La Fondation Jérôme Seydoux – Pathé est partenaire pour la 8e année du festival international du film restauré « Toute la mémoire du monde » organisé par la Cinémathèque française. Pour cette 10e édition, la programmation se concentre sur le week-end des 11 et 12 mars avec la présentation de cinq séances de films restaurés.
Tout d'abord deux films réalisés par Jean Epstein dans la veine documentaire : La Montagne infidèle et Artères de France. Le premier, restauré par la Filmoteca de Catalunya à partir d'une copie unique 28 mm, témoigne de la spectaculaire témérité du cinéaste et de son opérateur Paul Richard, envoyés pour les Actualités Pathé sur les versants de l'Etna filmer son éruption en 1923. Le second, film sonore tourné en 1939, est un documentaire sur les grandes voies de communication françaises, commande du Ministère du Commerce.
Autre film documentaire, composé essentiellement d'images d'archives, Land of Nairi est réalisé par le cinéaste arménien Bek-Nazarian en 1930. Le film offre un panorama historique de la transition de l'Arménie d'une colonie russe à une république soviétique à travers une vision poétique, voire surréaliste, et une puissance du langage cinématographique qui n'est pas sans rappeler l'œuvre de Dziga Vertov et qui annonce celle d'Artavazd Pelechyan.
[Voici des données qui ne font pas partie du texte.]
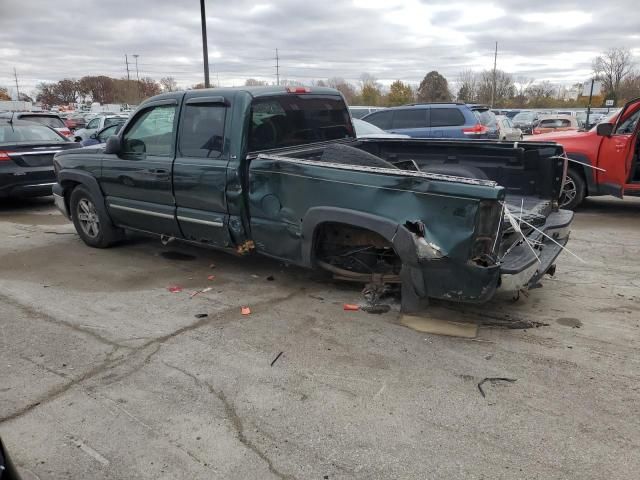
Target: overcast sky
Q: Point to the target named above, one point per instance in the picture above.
(47, 40)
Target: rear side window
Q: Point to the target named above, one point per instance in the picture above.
(53, 122)
(446, 117)
(151, 132)
(413, 118)
(380, 119)
(28, 133)
(290, 119)
(202, 130)
(95, 123)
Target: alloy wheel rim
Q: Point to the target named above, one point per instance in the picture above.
(569, 192)
(88, 218)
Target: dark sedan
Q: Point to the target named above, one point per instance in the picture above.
(26, 158)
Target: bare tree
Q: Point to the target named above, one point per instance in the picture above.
(168, 84)
(468, 86)
(521, 86)
(344, 87)
(612, 67)
(505, 89)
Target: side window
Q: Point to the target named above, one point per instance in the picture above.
(629, 124)
(107, 132)
(380, 119)
(202, 130)
(414, 118)
(151, 132)
(446, 117)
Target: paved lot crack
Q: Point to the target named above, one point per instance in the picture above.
(235, 420)
(109, 363)
(37, 314)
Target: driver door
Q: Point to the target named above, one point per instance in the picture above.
(137, 181)
(616, 152)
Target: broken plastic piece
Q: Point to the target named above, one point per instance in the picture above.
(204, 290)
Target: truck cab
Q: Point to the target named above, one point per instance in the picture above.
(603, 160)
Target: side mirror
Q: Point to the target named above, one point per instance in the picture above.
(113, 145)
(604, 129)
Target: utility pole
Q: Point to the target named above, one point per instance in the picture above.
(15, 74)
(205, 51)
(135, 55)
(495, 63)
(586, 122)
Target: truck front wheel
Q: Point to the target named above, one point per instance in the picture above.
(573, 190)
(92, 224)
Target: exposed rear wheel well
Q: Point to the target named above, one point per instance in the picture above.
(355, 253)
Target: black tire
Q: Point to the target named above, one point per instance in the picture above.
(573, 190)
(92, 224)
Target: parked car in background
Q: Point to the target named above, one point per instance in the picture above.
(612, 146)
(102, 135)
(96, 124)
(368, 130)
(430, 120)
(487, 118)
(506, 130)
(554, 123)
(48, 119)
(524, 121)
(360, 112)
(594, 119)
(75, 122)
(26, 158)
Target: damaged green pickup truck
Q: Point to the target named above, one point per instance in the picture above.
(279, 172)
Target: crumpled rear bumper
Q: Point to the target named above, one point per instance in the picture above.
(520, 268)
(438, 276)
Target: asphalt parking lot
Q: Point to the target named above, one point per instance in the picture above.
(108, 375)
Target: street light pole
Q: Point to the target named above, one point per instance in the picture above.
(205, 52)
(135, 55)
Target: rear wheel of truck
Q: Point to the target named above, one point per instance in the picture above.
(573, 190)
(92, 225)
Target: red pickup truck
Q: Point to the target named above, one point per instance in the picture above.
(611, 147)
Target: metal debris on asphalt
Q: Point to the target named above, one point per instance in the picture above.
(204, 290)
(494, 379)
(276, 359)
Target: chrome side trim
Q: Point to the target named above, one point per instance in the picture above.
(51, 184)
(39, 152)
(200, 222)
(144, 212)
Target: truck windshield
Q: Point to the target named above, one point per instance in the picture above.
(290, 120)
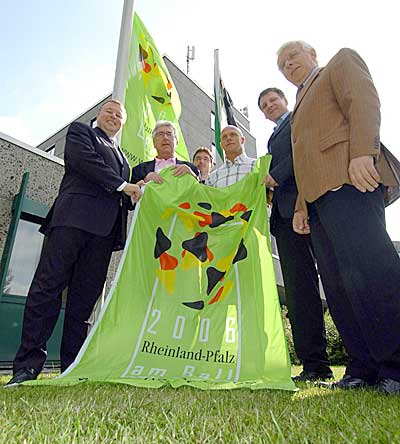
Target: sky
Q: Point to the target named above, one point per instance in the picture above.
(58, 56)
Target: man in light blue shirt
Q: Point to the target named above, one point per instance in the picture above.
(236, 164)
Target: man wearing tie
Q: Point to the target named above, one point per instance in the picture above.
(295, 251)
(86, 223)
(165, 139)
(342, 177)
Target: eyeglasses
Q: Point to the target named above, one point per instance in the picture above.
(161, 135)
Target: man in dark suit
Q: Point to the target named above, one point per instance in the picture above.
(86, 223)
(341, 178)
(165, 139)
(295, 251)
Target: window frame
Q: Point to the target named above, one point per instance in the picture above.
(25, 209)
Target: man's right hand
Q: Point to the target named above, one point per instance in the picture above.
(300, 222)
(153, 176)
(363, 174)
(132, 190)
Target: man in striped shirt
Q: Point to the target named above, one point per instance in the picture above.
(236, 164)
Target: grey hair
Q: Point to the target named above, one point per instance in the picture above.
(306, 46)
(165, 123)
(233, 127)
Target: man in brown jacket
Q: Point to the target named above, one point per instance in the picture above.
(341, 179)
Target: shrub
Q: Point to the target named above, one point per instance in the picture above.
(336, 352)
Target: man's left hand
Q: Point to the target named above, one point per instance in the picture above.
(133, 191)
(181, 169)
(270, 181)
(363, 174)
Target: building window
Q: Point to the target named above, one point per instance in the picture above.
(51, 150)
(214, 151)
(274, 248)
(25, 256)
(212, 120)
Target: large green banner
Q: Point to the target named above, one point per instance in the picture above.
(150, 96)
(194, 301)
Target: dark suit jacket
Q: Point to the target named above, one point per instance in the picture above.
(87, 198)
(140, 171)
(281, 169)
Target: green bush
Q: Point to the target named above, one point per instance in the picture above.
(336, 352)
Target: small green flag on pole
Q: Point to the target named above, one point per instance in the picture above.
(150, 96)
(223, 114)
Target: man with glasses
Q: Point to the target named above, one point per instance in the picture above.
(86, 223)
(204, 161)
(165, 139)
(237, 164)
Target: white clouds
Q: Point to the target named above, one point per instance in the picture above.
(69, 92)
(16, 127)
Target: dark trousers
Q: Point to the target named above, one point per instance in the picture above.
(302, 295)
(360, 272)
(72, 258)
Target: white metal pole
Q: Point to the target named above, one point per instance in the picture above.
(121, 69)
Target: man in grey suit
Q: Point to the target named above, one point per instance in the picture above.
(295, 251)
(86, 223)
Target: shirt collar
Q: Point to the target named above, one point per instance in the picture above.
(169, 160)
(237, 161)
(313, 71)
(281, 119)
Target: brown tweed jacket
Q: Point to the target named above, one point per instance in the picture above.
(336, 118)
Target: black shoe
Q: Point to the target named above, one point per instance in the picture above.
(305, 376)
(22, 375)
(389, 386)
(349, 382)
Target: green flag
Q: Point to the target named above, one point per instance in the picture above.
(194, 301)
(150, 96)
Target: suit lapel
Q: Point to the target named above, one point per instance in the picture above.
(305, 89)
(275, 133)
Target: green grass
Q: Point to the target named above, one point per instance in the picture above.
(105, 413)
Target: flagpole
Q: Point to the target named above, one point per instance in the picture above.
(217, 108)
(121, 69)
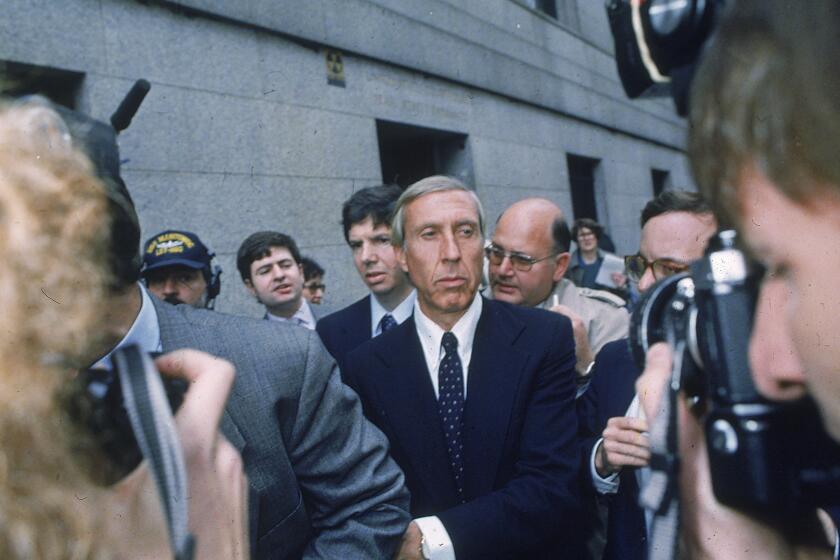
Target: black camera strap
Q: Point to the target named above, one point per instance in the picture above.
(661, 493)
(153, 425)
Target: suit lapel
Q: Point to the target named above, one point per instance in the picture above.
(357, 328)
(175, 333)
(495, 373)
(407, 395)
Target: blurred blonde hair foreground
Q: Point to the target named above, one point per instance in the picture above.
(54, 236)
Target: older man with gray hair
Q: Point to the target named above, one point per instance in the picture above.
(475, 396)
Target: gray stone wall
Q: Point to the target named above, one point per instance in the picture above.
(241, 131)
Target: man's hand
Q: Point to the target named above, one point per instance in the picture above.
(625, 444)
(709, 529)
(583, 351)
(217, 485)
(410, 545)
La Friedrich-Wilhelm-Murnau-Stiftung propose une restauration de Manolesco, prince des sleepings de Victor Tourjanski (1929), film résolument poignant et mélancolique narrant les aventures du célèbre brigand Belle Époque. Le magnétisme d'Ivan Mosjoukine y côtoie la prestance graphique de Brigitte Helm et la délicatesse Dita Parlo, un trio fascinant…
La frêle silhouette de Nadia Sibirskaïa, qui illumine la période muette de Dimitri Kirsanoff, est prégnante dans deux nouvelles restaurations menées par Lobster Film et la Cinémathèque française : Ménilmontant (1929), film dans lequel Kirsanoff excelle dans la mise en scène de la confusion des sentiments, portrait intemporel d'une jeune femme et d'un quartier, et Brumes d'automne (1928), ou la peinture d'un amour languissant.
Enfin, la Fondation Pathé propose un ciné-concert exceptionnel. Le Nabab d'Albert Capellani (1913), restauré par la Fondation en 2021, est présenté sur une musique originale composée et interprétée par Bruno Angelini au piano, Vincent Courtois au violoncelle et Catherine Delaunay à la clarinette. Réalisé entre ses deux œuvres majestueuses, Les Misérables et Germinal, Le Nabab porte magistralement à l'écran l'œuvre d'Alphonse Daudet en insistant sur la description typologique des milieux sociaux dans lesquels évoluent les personnages. Les interprétations de Léon Bernard, sociétaire de la Comédie-Française, Jean Dax et Pierre Larquey sont prodigieuses et Capellani exploite ici le tournage en extérieurs et une succession de décors somptueux qui soulignent l'opposition entre la ville et la campagne.
Ces séances permettent de découvrir ou revoir en ciné-concert des œuvres variées et saisissantes, nouvellement restaurées par les cinémathèques et archives internationales, et de rendre hommage à la puissance créative du cinéma muet.